En la UACM persiste la división del órgano colegiado desde el rompimiento de la sesión de reinstalación del Tercer Consejo Universitario, el 29 de noviembre de 2012, antecedida de un acuerdo entre las partes en conflicto intermediado por representantes del gobierno (GDF), la Asamblea Legislativa (ALDF) y la Comisión de Derechos Humanos del Distrito Federal (CDHDF). A partir de ese momento dos colectivos de consejeros se adjudican mayoría y representación, sesionan y han tomado acuerdos por separado.

El impasse de autoridad, extremado por la coexistencia de dos figuras rectorales, puede romperse al momento en que tanto el GDF como la ALDF reconozcan la autoridad exclusiva de uno de los dos rectores, lo tomen como interlocutor para la entrega de los recursos autorizados para el ejercicio anual y se pronuncien con claridad al respecto. Una especie de “toma de nota”. A tal efecto, la comisión negociadora ha venido explorando los fundamentos jurídicos que cada parte exhibe para justificar su mayoría y para demostrar la validez de su actuación como máximo órgano de autoridad universitaria.

El Jefe de Gobierno de la Ciudad, Miguel Ángel Mancera, ha dicho que esta misma semana se darán a conocer los resultados del estudio jurídico practicado, y por tanto la postura definitiva del GDF ante el conflicto. De ser así, es probable que la ALDF siga el mismo camino y fije una postura concordante.

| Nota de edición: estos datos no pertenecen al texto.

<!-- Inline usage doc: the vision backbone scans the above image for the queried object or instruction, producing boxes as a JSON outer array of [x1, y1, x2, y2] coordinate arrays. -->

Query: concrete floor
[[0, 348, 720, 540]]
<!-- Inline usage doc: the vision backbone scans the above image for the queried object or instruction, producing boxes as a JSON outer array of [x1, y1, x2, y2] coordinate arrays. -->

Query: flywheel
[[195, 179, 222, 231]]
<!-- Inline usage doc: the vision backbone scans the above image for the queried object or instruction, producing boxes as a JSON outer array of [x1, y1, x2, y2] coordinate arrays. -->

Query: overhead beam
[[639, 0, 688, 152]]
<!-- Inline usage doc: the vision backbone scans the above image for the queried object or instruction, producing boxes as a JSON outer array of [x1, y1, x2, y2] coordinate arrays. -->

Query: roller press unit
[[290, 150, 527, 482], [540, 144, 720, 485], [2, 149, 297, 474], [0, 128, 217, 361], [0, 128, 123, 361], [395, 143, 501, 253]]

Mancera ha adelantado, en declaraciones previas, que se habrá de cuidar, ante todo, la autonomía universitaria, y que se tomará en cuenta tanto el marco normativo de la institución como la interpretación de los resolutivos de la Comisión Mixta integrada en octubre de 2012. A la luz de diversas declaraciones pronunciadas por legisladores de la ALDF, así como por los representantes de la CDHDF en favor de la legitimidad del grupo opositor, no sería de extrañar que el GDF se decantara en pro de la rectoría de Dussel, pero queda un asunto no resuelto: las opciones legales de la rectora Orozco para impugnar una resolución en tal sentido.

No está en manos del GDF proceder a la remoción de la rectora. Tampoco recomendar su renuncia. Lo que sí puede hacer es reconocer formalmente la interlocución con el encargado interino de la rectoría, dando validez a su nombramiento. En esta hipótesis es de anticiparse una airada respuesta, con argumentos autonómicos, por parte de la fracción afín a la rectora.

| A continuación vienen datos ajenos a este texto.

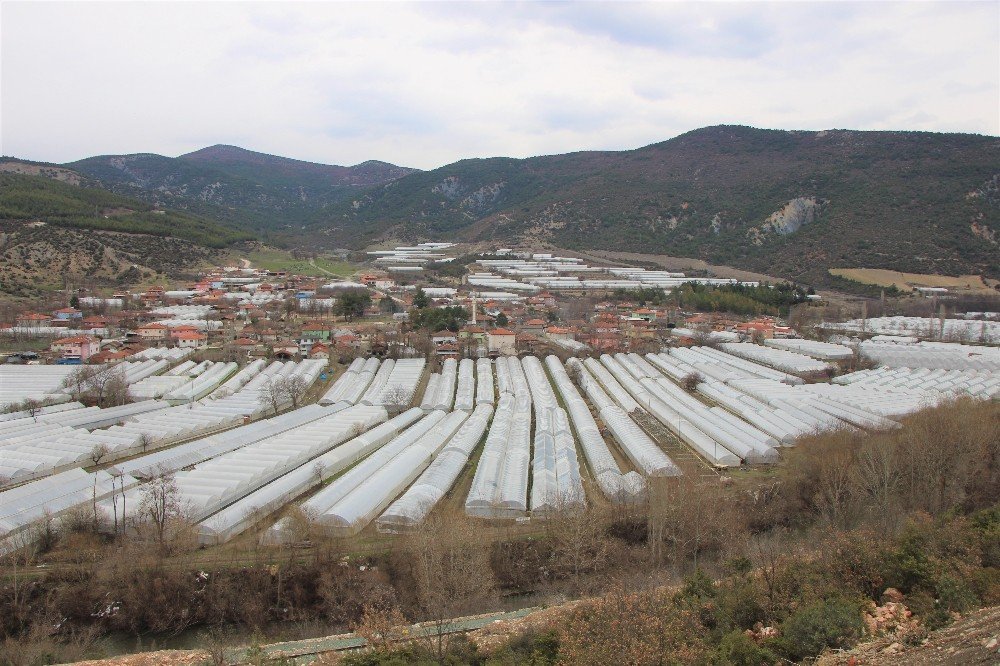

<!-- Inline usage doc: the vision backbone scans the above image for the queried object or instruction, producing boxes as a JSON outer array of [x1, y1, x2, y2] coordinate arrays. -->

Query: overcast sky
[[0, 0, 1000, 168]]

En caso contrario, esto es si las autoridades del DF deslegitimaran la designación de Dussel, el conflicto se prolongaría indefinidamente, sin visos de solución a corto plazo. En buena parte, el dilema que han de resolver los poderes ejecutivo y legislativo de la Ciudad radica en los posibles efectos de la postura que decidan defender. Aparte de las comunidades académicas favorables a la rectoría de Orozco, está presente una corriente defensora de su papel al frente de la UACM: algunos medios de comunicación, intelectuales y académicos famosos, así como políticos de distintos partidos.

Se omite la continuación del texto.